As Sister Mary Robert, the postulate nun, Lizzie Bea also goes on a journey. Her song "The Life I Never Had" reflects her growing realisation that she may be unfit for the life she is planning to devote herself to. Bea has a powerful voice and contributes to the dance sequences with energy and enthusiasm.
The bad guys are also well represented in this production. Jeremy Secomb is an appropriately tough and violent gang leader who commands the stage as an actor and is convincingly threatening in "When I Find My Baby". His three henchmen provide comic entertainment in well choreographed fight sequences and are effective in small group song and dance routines.

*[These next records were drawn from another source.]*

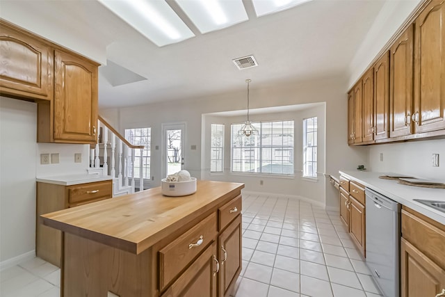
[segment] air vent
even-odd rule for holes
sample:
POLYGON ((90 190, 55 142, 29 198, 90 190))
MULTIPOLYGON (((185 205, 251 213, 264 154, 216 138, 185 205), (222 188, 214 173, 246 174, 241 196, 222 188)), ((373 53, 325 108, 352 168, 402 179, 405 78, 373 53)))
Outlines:
POLYGON ((258 63, 253 56, 238 58, 232 60, 232 61, 240 70, 250 68, 251 67, 258 66, 258 63))

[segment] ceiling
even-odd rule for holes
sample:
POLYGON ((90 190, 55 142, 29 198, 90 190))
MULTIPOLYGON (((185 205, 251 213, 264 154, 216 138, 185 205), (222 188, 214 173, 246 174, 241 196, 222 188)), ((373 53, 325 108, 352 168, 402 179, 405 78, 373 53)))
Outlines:
POLYGON ((111 61, 112 69, 99 68, 99 104, 106 109, 238 92, 246 79, 254 88, 346 77, 385 2, 314 0, 257 17, 243 0, 248 21, 202 34, 176 2, 167 1, 195 37, 159 47, 95 0, 1 0, 0 16, 102 64, 111 61), (259 65, 238 70, 232 59, 248 55, 259 65), (127 83, 132 75, 138 81, 127 83))

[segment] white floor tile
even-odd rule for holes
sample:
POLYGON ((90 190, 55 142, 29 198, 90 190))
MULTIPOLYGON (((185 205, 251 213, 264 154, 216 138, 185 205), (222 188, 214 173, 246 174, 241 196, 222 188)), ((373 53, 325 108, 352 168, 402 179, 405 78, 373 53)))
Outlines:
POLYGON ((329 281, 327 270, 325 265, 300 261, 300 273, 304 275, 329 281))
POLYGON ((269 284, 272 277, 272 267, 250 262, 243 277, 269 284))
POLYGON ((325 254, 325 259, 326 259, 326 265, 328 266, 355 271, 350 261, 347 257, 325 254))
POLYGON ((274 268, 270 284, 298 293, 300 291, 300 275, 274 268))
POLYGON ((263 241, 260 240, 258 241, 258 244, 257 245, 257 250, 261 250, 261 252, 276 254, 278 244, 273 242, 263 241))
POLYGON ((268 285, 243 278, 236 291, 236 297, 267 297, 268 285))
POLYGON ((332 297, 332 290, 329 282, 301 275, 301 294, 310 296, 332 297))
POLYGON ((300 250, 300 259, 309 262, 325 265, 325 257, 323 252, 302 249, 300 250))
POLYGON ((269 252, 261 252, 261 250, 255 250, 253 252, 250 262, 257 263, 259 264, 266 265, 268 266, 273 266, 273 264, 275 262, 275 254, 270 254, 269 252))
POLYGON ((359 278, 355 272, 329 266, 327 267, 327 272, 331 282, 351 287, 360 290, 363 289, 359 278))
POLYGON ((332 284, 332 291, 334 297, 366 297, 363 291, 341 284, 332 284))
POLYGON ((294 273, 300 273, 300 261, 298 259, 277 255, 273 266, 294 273))
POLYGON ((269 293, 267 297, 300 297, 300 294, 291 291, 270 286, 269 287, 269 293))

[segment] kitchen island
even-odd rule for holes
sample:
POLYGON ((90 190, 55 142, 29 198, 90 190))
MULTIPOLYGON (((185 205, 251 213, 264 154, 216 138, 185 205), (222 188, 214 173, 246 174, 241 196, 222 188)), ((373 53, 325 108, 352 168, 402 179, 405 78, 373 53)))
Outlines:
POLYGON ((241 269, 243 184, 198 181, 42 216, 63 232, 60 296, 225 296, 241 269))

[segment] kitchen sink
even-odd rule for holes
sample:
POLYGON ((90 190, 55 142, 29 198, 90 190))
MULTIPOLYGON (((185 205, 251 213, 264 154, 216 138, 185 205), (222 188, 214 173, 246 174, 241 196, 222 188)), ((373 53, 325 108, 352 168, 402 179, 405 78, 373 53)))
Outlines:
POLYGON ((425 200, 423 199, 413 199, 414 201, 428 205, 434 209, 445 212, 445 202, 435 200, 425 200))

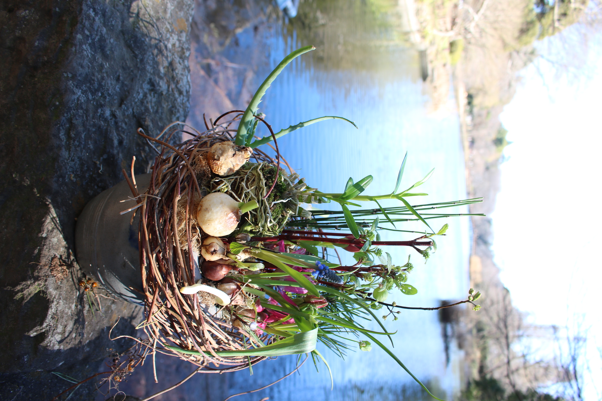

The cohort of nuns also plays an important role in the production with strongly individualised performances from each member of the choir and resonant singing and vigorous dancing in the choruses.
Morgan Large's set design suggests the vastness of a cathedral with a huge sweeping arch and a stained glass rose window which adapts effortlessly to represent street scenes and to enclose smaller sets like a police office or a nightclub, which are pushed on with maximum efficiency. In a programme article, Large talks about the importance of collaboration and consultation in the development of a complex production of this kind.
The costume design is functional (good for dancing nuns), outrageous and cleverly witty on occasions, and as the action proceeds moves from the blackness of the nun’s habits to climax in a bright multi-coloured sparkling line-up at the end of the show.
There is much to entertain in this well acted, well sung, visually and musically exciting production which was clearly a treat for the many fans who had waited so long to see it.